The collection is organized by OIA office, thereunder by year and loosely by a number filing system, so we turn to the heading “Colorado” to locate records coming from the territory. Nearly all the letters in the file for the first months of 1874, including that April, were from the Los Piños Agency and covered mundane topics like schools, acquisitions, road building plans, and instances of trespassing on the reservation that Adams had investigated. Packer arrived on April 16, but that alone didn’t warrant a letter to DC. It wasn’t until May, when Adams got the entire grisly story out of Packer, that Adams relayed the account to DC. On May 4 Adams submitted his typical monthly report but five days later sent along another letter, reporting “circumstances by which five men lost their lives on Ute Indian reservation.”
In his letter Adams sets the scene. That winter, twenty-one miners from Utah, enticed by stories of gold fields, had been caught in a brutal mountain storm. The group found Chief Ouray’s winter camp, where they were taken in and helped. In January five men departed against Ouray’s advice and were found nearly dead by Adam’s herders near the Gunnison cattle camp. Shortly after that group left, another six men including Packer set out on February 1, telling Ouray they wanted to reach the Los Piños Agency. Packer finally did arrive at the agency, alone, over two months later on April 14 and “evidently in good health and condition,” according to Adams.
Packer initially told Adams that his feet froze shortly after leaving Ouray’s camp, so his colleagues left him provisions along with a rifle and continued on. Packer said once healed, he continued on and had assumed the others perished. Adams initially believed the story and began planning to send a party out to find the men, but grew suspicious—especially after it was noted that Packer possessed several things that appeared to belong to the other men as well as large amounts of money. Packer finally confessed: “one after another of these five people had been killed by the remainder to be used as food by the rest, and he himself had killed the last remaining man only about 20 miles of this agency.”

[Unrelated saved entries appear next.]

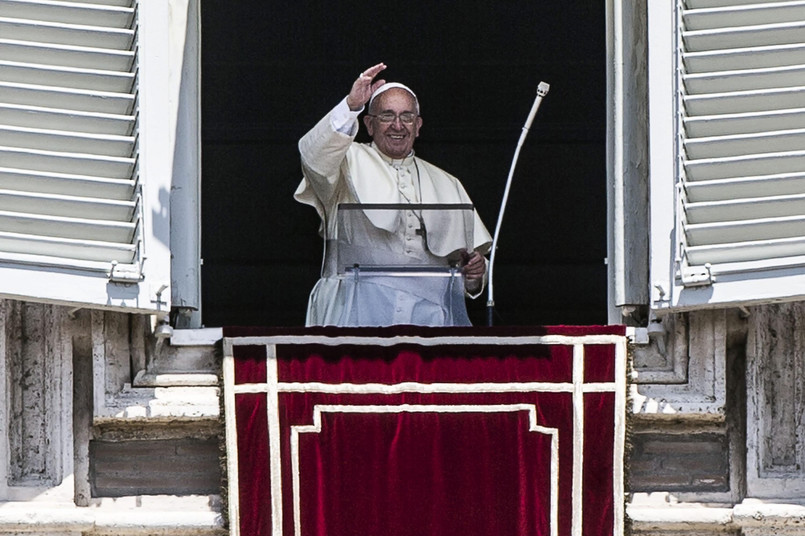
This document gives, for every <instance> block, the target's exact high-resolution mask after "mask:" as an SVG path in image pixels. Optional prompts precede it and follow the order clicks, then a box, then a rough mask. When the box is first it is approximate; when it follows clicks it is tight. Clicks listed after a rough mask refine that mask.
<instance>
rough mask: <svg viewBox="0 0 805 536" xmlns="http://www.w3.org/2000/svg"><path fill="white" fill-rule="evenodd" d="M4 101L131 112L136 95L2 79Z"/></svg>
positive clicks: (13, 103) (76, 108) (91, 109)
mask: <svg viewBox="0 0 805 536" xmlns="http://www.w3.org/2000/svg"><path fill="white" fill-rule="evenodd" d="M0 102H4V103H6V104H21V105H27V106H42V107H55V106H56V105H58V106H59V107H60V108H61V109H65V110H76V111H82V112H100V113H108V114H119V115H128V114H129V113H131V111H132V108H133V107H134V95H133V94H131V93H110V92H103V91H81V90H70V89H63V88H52V87H45V86H37V85H29V84H10V83H5V82H0Z"/></svg>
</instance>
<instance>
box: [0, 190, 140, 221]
mask: <svg viewBox="0 0 805 536" xmlns="http://www.w3.org/2000/svg"><path fill="white" fill-rule="evenodd" d="M135 208H136V203H134V202H133V201H128V200H126V201H113V200H109V199H97V198H91V197H78V196H67V195H56V194H39V193H31V192H19V191H13V190H0V211H6V212H22V213H31V214H38V215H42V216H65V217H70V216H73V215H75V214H87V215H91V216H92V218H93V219H94V220H108V221H116V222H126V223H130V222H131V221H132V219H133V218H134V210H135Z"/></svg>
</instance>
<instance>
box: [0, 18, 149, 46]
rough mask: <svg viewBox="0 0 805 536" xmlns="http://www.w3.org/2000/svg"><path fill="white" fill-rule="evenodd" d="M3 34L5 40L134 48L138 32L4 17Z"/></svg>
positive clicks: (82, 45) (128, 29)
mask: <svg viewBox="0 0 805 536" xmlns="http://www.w3.org/2000/svg"><path fill="white" fill-rule="evenodd" d="M0 35H2V36H3V38H4V39H13V40H16V41H34V42H39V43H52V44H60V45H72V46H84V47H89V46H91V47H95V48H108V49H114V50H126V51H128V50H130V49H131V44H132V42H133V40H134V31H133V30H130V29H119V28H99V27H97V26H84V25H76V24H64V23H48V22H42V21H37V20H25V19H10V18H6V17H0Z"/></svg>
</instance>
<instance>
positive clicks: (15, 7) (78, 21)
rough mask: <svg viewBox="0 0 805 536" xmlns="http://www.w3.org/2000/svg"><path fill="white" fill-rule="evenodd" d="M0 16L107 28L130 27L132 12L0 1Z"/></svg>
mask: <svg viewBox="0 0 805 536" xmlns="http://www.w3.org/2000/svg"><path fill="white" fill-rule="evenodd" d="M0 16H3V17H9V18H21V19H33V20H41V21H45V22H63V23H67V24H86V23H87V21H92V25H93V26H105V27H110V28H130V27H131V24H132V21H133V19H134V9H133V8H131V7H122V6H114V5H102V4H100V3H98V4H96V5H92V4H90V3H86V4H84V3H77V2H76V3H74V2H59V1H55V0H54V1H48V0H0Z"/></svg>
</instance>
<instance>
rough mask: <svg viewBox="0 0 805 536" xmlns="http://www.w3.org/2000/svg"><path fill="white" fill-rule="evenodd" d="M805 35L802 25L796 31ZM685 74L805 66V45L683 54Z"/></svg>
mask: <svg viewBox="0 0 805 536" xmlns="http://www.w3.org/2000/svg"><path fill="white" fill-rule="evenodd" d="M797 31H798V32H799V33H800V36H801V35H805V22H804V23H803V24H801V25H800V27H799V28H798V30H797ZM684 61H685V71H686V72H687V73H689V74H704V73H713V74H714V75H715V74H717V73H719V72H726V73H729V72H731V71H740V70H744V69H761V68H769V67H782V66H794V65H801V64H803V63H805V44H802V43H794V44H785V45H775V46H758V47H751V48H733V49H728V50H715V51H708V52H693V53H688V54H685V58H684Z"/></svg>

Packer then claimed instead that two died of starvation and those men were eaten first. As Adams told the commissioner, he did not doubt this story in the least; “Mr. Packer looked quite fat when he arrived here and has since shown traces of mental aberration, which is said to be the consequence of eating human flesh.” Adams turned Packer over to the local magistrate and pledged any assistance he could give. He closed his letter by noting that the ten men who stayed with Chief Ouray also arrived that same month, well cared for and thanks to the Ute had “suffered comparatively very little.”
Agent Charles Adams’ account of the Alfred Packer incident (Charles Adams to Edward Smith; 5/9/1874, “Colorado Superintendency, 1861–1880: 1874” Letters Received by the Office of Indian Affairs, 1824–1880, microfilm publication M234, roll 204, frames 63–68)

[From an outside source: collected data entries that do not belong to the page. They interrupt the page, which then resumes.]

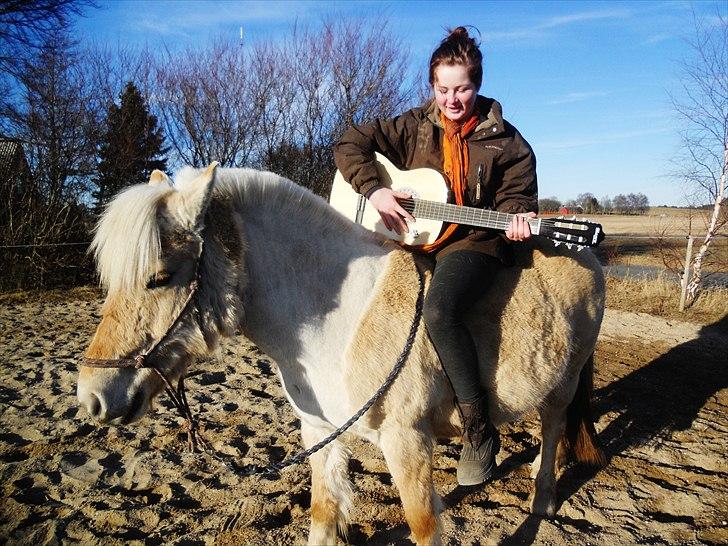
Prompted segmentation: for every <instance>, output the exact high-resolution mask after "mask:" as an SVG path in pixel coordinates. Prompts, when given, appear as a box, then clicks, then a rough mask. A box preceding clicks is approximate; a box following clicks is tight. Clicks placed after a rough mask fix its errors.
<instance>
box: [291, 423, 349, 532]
mask: <svg viewBox="0 0 728 546" xmlns="http://www.w3.org/2000/svg"><path fill="white" fill-rule="evenodd" d="M327 432H328V431H323V430H322V429H320V428H318V427H314V426H312V425H308V424H306V423H305V421H303V420H302V421H301V436H302V437H303V443H304V445H305V446H306V448H310V447H311V446H313V445H315V444H316V443H317V442H319V441H320V440H321V439H322V438H323V437H324V436H325V434H326V433H327ZM349 456H350V452H349V450H348V449H347V448H346V447H345V446H344V445H343V444H342V443H341V442H339V441H338V440H334V441H333V442H331V443H330V444H328V445H327V446H326V447H324V448H322V449H321V450H319V451H317V452H316V453H314V454H313V455H311V457H310V458H309V462H310V464H311V529H310V530H309V534H308V543H309V544H312V545H313V544H336V529H337V527H338V529H339V530H340V531H341V533H342V534H344V535H346V530H347V527H348V524H349V512H350V510H351V508H352V504H353V503H352V496H353V489H352V486H351V482H350V481H349V472H348V464H349Z"/></svg>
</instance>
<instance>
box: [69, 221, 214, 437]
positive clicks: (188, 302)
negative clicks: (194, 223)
mask: <svg viewBox="0 0 728 546" xmlns="http://www.w3.org/2000/svg"><path fill="white" fill-rule="evenodd" d="M196 234H197V236H198V240H199V242H200V245H199V249H198V251H197V257H196V258H195V275H194V277H193V278H192V280H191V281H190V283H189V285H188V289H189V294H188V295H187V299H186V300H185V303H184V305H183V306H182V309H181V310H180V312H179V313H178V314H177V317H176V318H175V319H174V321H172V324H170V326H169V328H167V330H166V331H165V332H164V334H162V336H161V337H160V338H158V339H157V340H156V341H155V342H154V343H153V344H152V345H151V346H150V347H149V349H147V350H146V351H144V352H142V353H141V354H138V355H136V356H135V357H133V358H86V357H83V358H82V359H81V365H82V366H86V367H88V368H117V369H123V368H133V369H135V370H138V369H141V368H148V369H150V370H152V371H154V372H155V373H156V374H157V375H158V376H159V377H160V378H161V379H162V382H163V383H164V388H165V391H166V392H167V394H168V395H169V397H170V398H171V399H172V403H173V404H174V406H175V408H177V411H178V412H179V414H180V416H181V417H182V419H184V420H185V425H184V426H185V429H186V431H187V445H188V447H189V449H190V450H191V451H197V448H198V446H202V447H203V448H204V447H206V442H205V440H204V439H203V438H202V436H201V435H200V431H199V429H198V427H197V420H196V419H195V418H194V416H193V415H192V410H191V409H190V405H189V403H188V402H187V393H186V391H185V383H184V374H183V375H181V376H180V378H179V380H178V381H177V387H173V386H172V383H171V382H170V380H169V378H168V377H167V376H166V375H165V374H164V372H163V371H162V370H161V369H160V368H159V367H158V366H157V365H155V363H154V362H153V359H154V355H155V353H157V351H158V349H159V347H160V346H161V345H162V343H164V342H165V341H166V340H167V339H168V338H169V337H170V336H171V335H172V332H173V331H174V330H175V328H177V325H179V323H180V322H182V319H183V317H184V316H185V315H186V314H187V312H188V311H189V310H190V309H191V308H192V307H193V305H192V301H193V299H194V297H195V294H196V293H197V290H198V289H199V287H200V264H201V263H202V252H203V250H204V248H205V246H204V245H205V241H204V239H203V238H202V235H201V233H200V232H199V231H198V232H197V233H196ZM195 311H196V313H197V315H198V323H199V308H197V307H196V308H195Z"/></svg>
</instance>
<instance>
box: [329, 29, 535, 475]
mask: <svg viewBox="0 0 728 546" xmlns="http://www.w3.org/2000/svg"><path fill="white" fill-rule="evenodd" d="M429 76H430V84H431V85H432V88H433V91H434V99H433V100H432V101H431V102H430V103H429V104H428V105H426V106H424V107H421V108H414V109H412V110H409V111H407V112H405V113H404V114H402V115H400V116H398V117H395V118H393V119H388V120H377V121H375V122H373V123H370V124H367V125H362V126H359V127H352V128H350V129H349V130H347V131H346V133H344V136H343V137H342V138H341V141H340V142H339V143H338V144H337V145H336V146H335V148H334V156H335V159H336V165H337V167H338V168H339V170H340V171H341V173H342V174H343V175H344V178H346V180H348V181H349V182H350V183H351V184H352V186H353V187H354V189H355V190H356V191H358V192H359V193H361V194H363V195H365V196H366V197H367V198H368V200H369V201H370V203H371V204H372V206H374V207H375V208H376V209H377V211H379V214H380V216H381V217H382V221H383V222H384V224H385V225H386V226H387V228H388V229H390V230H393V231H396V232H397V233H402V232H403V231H404V230H407V223H406V221H407V220H413V218H412V216H411V215H410V214H409V213H408V212H406V211H405V210H404V209H403V208H402V207H401V206H400V204H399V203H398V201H397V199H398V198H403V197H409V196H408V195H406V194H402V193H397V192H394V191H392V190H391V189H389V188H386V187H383V186H381V185H380V184H379V180H378V179H377V170H376V167H375V164H374V152H379V153H381V154H383V155H385V156H386V157H388V158H389V159H390V160H391V161H392V163H394V164H395V165H396V166H397V167H398V168H400V169H415V168H419V167H429V168H432V169H436V170H438V171H440V172H441V173H442V174H443V175H444V176H445V179H446V180H447V182H448V184H449V186H450V190H451V195H452V201H453V202H455V203H457V204H459V205H466V206H472V207H481V208H486V209H493V210H499V211H503V212H510V213H518V214H517V216H516V217H515V218H514V220H513V222H512V223H511V225H510V226H509V228H508V230H507V231H506V232H505V236H504V235H503V234H502V233H498V232H495V231H492V230H487V229H481V228H472V227H469V226H465V225H457V224H450V225H447V226H446V227H445V228H443V230H442V232H441V233H440V236H439V238H438V239H437V240H436V241H435V242H434V243H432V244H429V245H423V246H422V247H421V248H419V250H421V251H422V252H427V253H429V254H431V255H432V256H433V258H434V260H435V269H434V273H433V277H432V282H431V284H430V289H429V291H428V293H427V296H426V299H425V307H424V319H425V324H426V325H427V330H428V332H429V334H430V337H431V339H432V342H433V344H434V346H435V349H436V350H437V353H438V355H439V357H440V360H441V361H442V365H443V367H444V368H445V372H446V373H447V375H448V377H449V378H450V381H451V383H452V386H453V389H454V391H455V395H456V397H457V404H458V406H459V408H460V412H461V416H462V418H463V431H464V432H463V449H462V452H461V454H460V461H459V463H458V471H457V476H458V482H459V483H460V484H461V485H477V484H480V483H483V482H485V481H487V480H488V479H490V478H491V476H492V474H493V470H494V469H495V466H496V465H495V456H496V454H497V452H498V450H499V449H500V440H499V436H498V431H497V430H496V429H495V427H494V426H493V425H492V423H491V421H490V419H489V416H488V394H487V392H485V391H484V389H483V387H482V385H481V382H480V377H479V373H478V358H477V354H476V350H475V344H474V342H473V339H472V337H471V336H470V333H469V332H468V330H467V328H466V327H465V324H464V322H463V315H464V313H465V312H466V311H467V309H468V306H469V305H470V304H471V303H472V302H474V301H476V300H477V298H478V297H479V296H480V295H481V294H483V293H484V292H485V291H486V290H487V289H488V287H489V285H490V283H491V281H492V279H493V278H494V276H495V275H496V273H497V272H498V270H499V269H500V268H501V267H504V266H506V265H509V264H510V263H511V261H512V256H511V252H510V251H511V249H510V241H522V240H524V239H527V238H529V237H530V236H531V232H530V229H529V225H528V222H527V221H526V218H527V217H529V216H535V212H536V211H537V207H538V196H537V189H536V159H535V157H534V154H533V151H532V150H531V147H530V146H529V144H528V143H527V142H526V141H525V140H524V138H523V137H522V136H521V135H520V133H519V132H518V131H517V130H516V128H515V127H513V126H512V125H511V124H510V123H508V122H507V121H505V120H504V119H503V117H502V113H501V112H502V111H501V106H500V104H498V102H496V101H495V100H493V99H489V98H486V97H483V96H480V95H478V90H479V89H480V85H481V82H482V79H483V66H482V54H481V52H480V49H479V48H478V44H477V43H476V42H475V40H474V39H473V38H471V37H470V36H469V35H468V31H467V30H466V29H465V28H463V27H458V28H456V29H455V30H453V31H451V32H450V33H449V35H448V36H447V37H446V38H445V39H444V40H443V41H442V42H441V43H440V45H439V46H438V47H437V49H435V51H434V52H433V54H432V57H431V59H430V73H429Z"/></svg>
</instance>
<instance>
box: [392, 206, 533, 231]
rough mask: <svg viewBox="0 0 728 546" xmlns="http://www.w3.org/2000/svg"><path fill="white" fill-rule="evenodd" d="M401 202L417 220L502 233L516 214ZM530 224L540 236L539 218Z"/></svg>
mask: <svg viewBox="0 0 728 546" xmlns="http://www.w3.org/2000/svg"><path fill="white" fill-rule="evenodd" d="M399 202H400V204H401V205H402V208H404V209H405V210H406V211H407V212H409V213H410V214H412V216H414V217H415V218H427V219H428V220H440V221H442V222H450V223H453V224H466V225H469V226H477V227H484V228H490V229H499V230H501V231H505V230H506V229H507V228H508V226H509V225H510V223H511V221H512V220H513V217H514V216H515V214H509V213H507V212H498V211H496V210H485V209H476V208H475V207H464V206H461V205H454V204H452V203H438V202H437V201H426V200H424V199H416V198H409V199H400V200H399ZM528 224H529V226H530V227H531V233H533V234H534V235H538V233H539V228H540V224H541V222H540V220H539V219H538V218H528Z"/></svg>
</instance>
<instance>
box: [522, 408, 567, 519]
mask: <svg viewBox="0 0 728 546" xmlns="http://www.w3.org/2000/svg"><path fill="white" fill-rule="evenodd" d="M540 414H541V452H540V453H539V455H538V457H537V458H536V461H534V466H533V470H534V471H535V470H536V468H538V471H537V472H536V483H535V489H534V493H533V498H532V501H531V512H532V513H533V514H536V515H539V516H548V517H552V516H553V515H554V514H556V459H557V452H558V446H559V441H560V440H561V436H562V435H563V433H564V427H565V426H566V408H564V407H561V406H559V407H547V408H544V409H542V410H541V411H540Z"/></svg>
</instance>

So how did the commissioner respond? To check, we turn to the series “Letters Sent by the Office of Indian Affairs, 1824–1886,” which was also microfilmed and since digitized. These transcribed outgoing letters are organized chronologically, with each volume containing an index of letter recipients. Through this index we see the commissioner wrote Adams twice after the above letter was sent. On June 11 he informed Adams of Henry Bond’s appointment to be his replacement, and on June 15 he wrote about a visiting engineer corps officer. That’s it. It appears from this series that the commissioner had no appetite for the Packer story.
Author’s note: The spelling of Packer’s first name varies in places, between “Alferd” and “Alfred.” For consistency, and since the records cited here do not note a first name, I used “Alfred,” which is used in his subsequent court records and on his headstone.